Only one regimen helped mice live longer: a triple-combination therapy of a cytokine (CXCR4) inhibitor (AMD3100), an immunotherapy drug (mDX400, a mouse version of a PD-1 inhibitor), and gemcitabine. In particular, the treatment that was most effective began with the CXCR4 inhibitor, which “unmasked” the tumor cells, before giving immunotherapy followed by chemotherapy.

“The key here was trying to ‘unmask’ the cells,” Manji says. “If they remained hidden, the treatment wouldn’t do much of anything. This triple combination boosted the ratio of T cells, the cancer killers to the regulatory T cells that keep cancer cells hidden from the immune system,” Manji explains. “It was really very exciting.”

The Future Looks Bright

Just recently, Manji was named the co-director of the Pancreas Center. Manji’s vision in this new position is to expand and develop translational research which will lead to novel treatment options for patients with pancreatic cancer. As co-director of this new program, Manji will lead bench to bedside research in pancreatic cancer.

He is passionate about the need for more pancreatic cancer patients to enroll in clinical trials. “This is a huge issue not only for the patients, but also for the researchers and the physicians,” he notes. “This is the only way we are going to make progress. Patients really should be in pancreas cancer-specific trials so that they can potentially benefit from cutting-edge medicines, and for investigators to learn whether the addition of these drugs to standard therapy are truly beneficial.”

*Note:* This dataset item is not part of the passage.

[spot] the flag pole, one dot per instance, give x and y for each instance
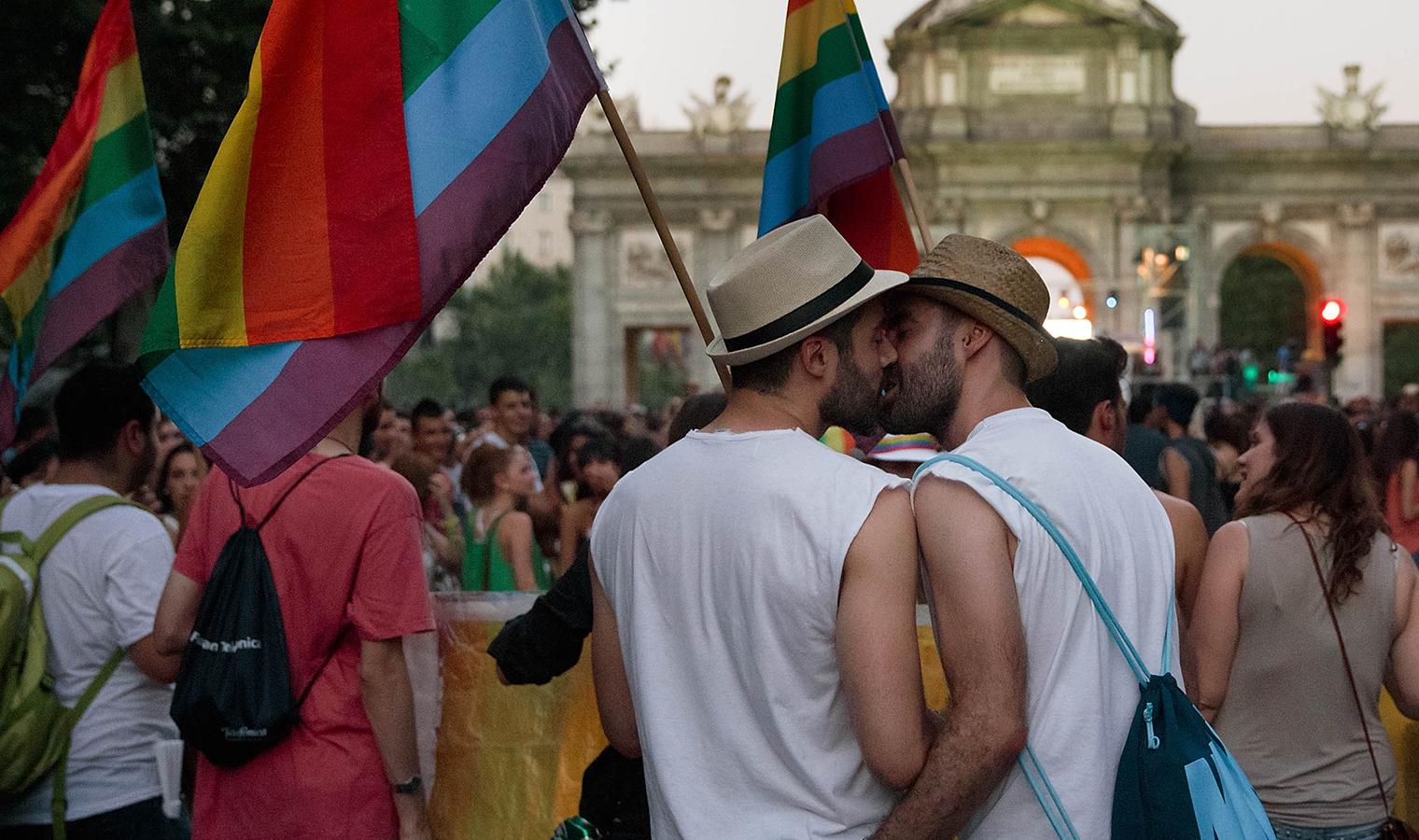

Manji also hopes that more efforts are put into educating patients about clinical trials to overcome the “I don’t want to be a guinea pig” fear that some patients may harbor. “There is so much we need to do to educate patients, but also oncologists who may not treat many pancreatic cancer patients,” he says. “This is something that is very doable and there are many resources already in place. Pancreatic cancer treatment will markedly improve. I’m confident about that. But the only way we are going to improve treatment is through clinical trials.”